Le hameçonnage est une technique de fraude sur Internet de plus en plus répandue, visant à obtenir des renseignements confidentiels (mot de passe, informations bancaires,…), afin d’usurper l’identité de la victime, pour bénéficier notamment d’achats frauduleux.
En l’espèce, un internaute avait répondu à un mail de phishing sollicitant la communication de données confidentielles, qui avaient pu ensuite être utilisées frauduleusement pour valider des paiements, pourtant soumis au système sécurisé 3D SECURE de validation préalable par l’envoi d’un code sur le numéro de téléphone associé au compte bancaire concerné.
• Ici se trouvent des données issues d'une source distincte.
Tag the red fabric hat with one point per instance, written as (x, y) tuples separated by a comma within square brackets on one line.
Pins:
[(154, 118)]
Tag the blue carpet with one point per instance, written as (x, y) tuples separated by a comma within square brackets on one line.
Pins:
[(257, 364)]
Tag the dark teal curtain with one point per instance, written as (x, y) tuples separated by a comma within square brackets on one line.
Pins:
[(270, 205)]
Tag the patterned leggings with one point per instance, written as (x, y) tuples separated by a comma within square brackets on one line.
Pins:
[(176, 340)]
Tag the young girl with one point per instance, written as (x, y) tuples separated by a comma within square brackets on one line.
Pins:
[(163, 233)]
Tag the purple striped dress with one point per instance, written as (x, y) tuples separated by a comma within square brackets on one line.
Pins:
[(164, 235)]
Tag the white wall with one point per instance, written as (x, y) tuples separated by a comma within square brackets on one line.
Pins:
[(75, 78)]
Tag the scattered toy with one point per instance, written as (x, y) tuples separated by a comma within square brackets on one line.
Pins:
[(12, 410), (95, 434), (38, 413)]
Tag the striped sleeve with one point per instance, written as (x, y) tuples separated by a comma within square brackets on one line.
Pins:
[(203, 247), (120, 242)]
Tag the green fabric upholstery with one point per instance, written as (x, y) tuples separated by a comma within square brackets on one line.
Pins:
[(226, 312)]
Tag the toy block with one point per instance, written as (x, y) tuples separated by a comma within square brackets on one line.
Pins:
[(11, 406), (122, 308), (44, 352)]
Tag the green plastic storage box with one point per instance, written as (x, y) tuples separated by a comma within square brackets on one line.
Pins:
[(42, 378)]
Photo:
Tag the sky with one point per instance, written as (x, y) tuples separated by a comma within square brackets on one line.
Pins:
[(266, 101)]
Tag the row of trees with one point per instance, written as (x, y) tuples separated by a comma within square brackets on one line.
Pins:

L’article L.133-16, alinéa 1er, du Code monétaire et financier impose au détenteur d’un compte bancaire un devoir de prudence dans les transactions qu’il mène, en ces termes : « dès qu’il reçoit un instrument de paiement, l’utilisateur de services de paiement prend toute mesure raisonnable pour préserver la sécurité de ses données de sécurité personnalisées ». Cet utilisateur doit également avertir le prestataire de service de toute utilisation non autorisée de son instrument de paiement ou de ses données personnelles.
Concernant les banques, les articles L.133-19 et L.133-23 du même code leurs imposent d’apporter la preuve de la fraude qu’elles invoquent ou de la négligence de leur client.
Sur le fondement de ces textes, la jurisprudence a été amenée à s’interroger sur la charge de la preuve du non-respect par le détenteur du compte bancaire de son obligation de prudence et sur ses conséquences en termes de remboursement.
Par cinq arrêts rendus le 18 janvier 2018, la Cour de cassation a entendu protéger le détenteur du compte bancaire, en retenant qu’un établissement financier devait apporter la preuve qu’un utilisateur d’un moyen de paiement, niant avoir effectué un achat sur Internet, avait agi frauduleusement ou avait communiqué à un tiers ses données personnelles ou identifiants par sa négligence. Ainsi, la banque ne peut se fonder sur de simples suppositions de négligence pour refuser de rembourser son client.
Par son arrêt en date du 3 octobre 2018, la Cour de cassation s’inscrit dans le prolongement des arrêts susvisés tout en rappelant aux juges du fond leur obligation de vérifier si la preuve de la négligence n’est pas rapportée en l’espèce. La Haute juridiction a donc sanctionné les premiers juges pour avoir écarté toute négligence grave de l’utilisateur du service, aux termes de l’attendu de principe suivant, fondé sur l’article L.133-16 du Code monétaire et financier :
« Qu’en se déterminant ainsi, sans rechercher, au regard des circonstances de l’espèce, si le fait, qu’elle avait constaté, que M. X. ait répondu à un courriel d’hameçonnage ne résultait pas d’un manquement de celui-ci, par négligence grave, à ses obligations mentionnées au premier des textes susvisés, la juridiction de proximité a privé sa décision de base légale ».
En l’espèce, dès lors que l’utilisateur avait répondu à un courriel d’hameçonnage et même transmis volontairement des données personnelles pour permettre un paiement protégé par le système 3D SECURE, la Cour a considéré que le manquement à l’obligation de prudence était caractérisé.
La Cour de cassation en profite également pour rappeler que le prestataire de services de paiement contractuellement lié au payeur est seul tenu de rembourser à ce dernier le montant des opérations non autorisés, de sorte que les juges du premier degré n’avaient pas à condamner également la caisse régionale détenant les services informatiques permettant de vérifier l’origine géographique des adresses IP à partir desquelles des achats frauduleux ont pu intervenir.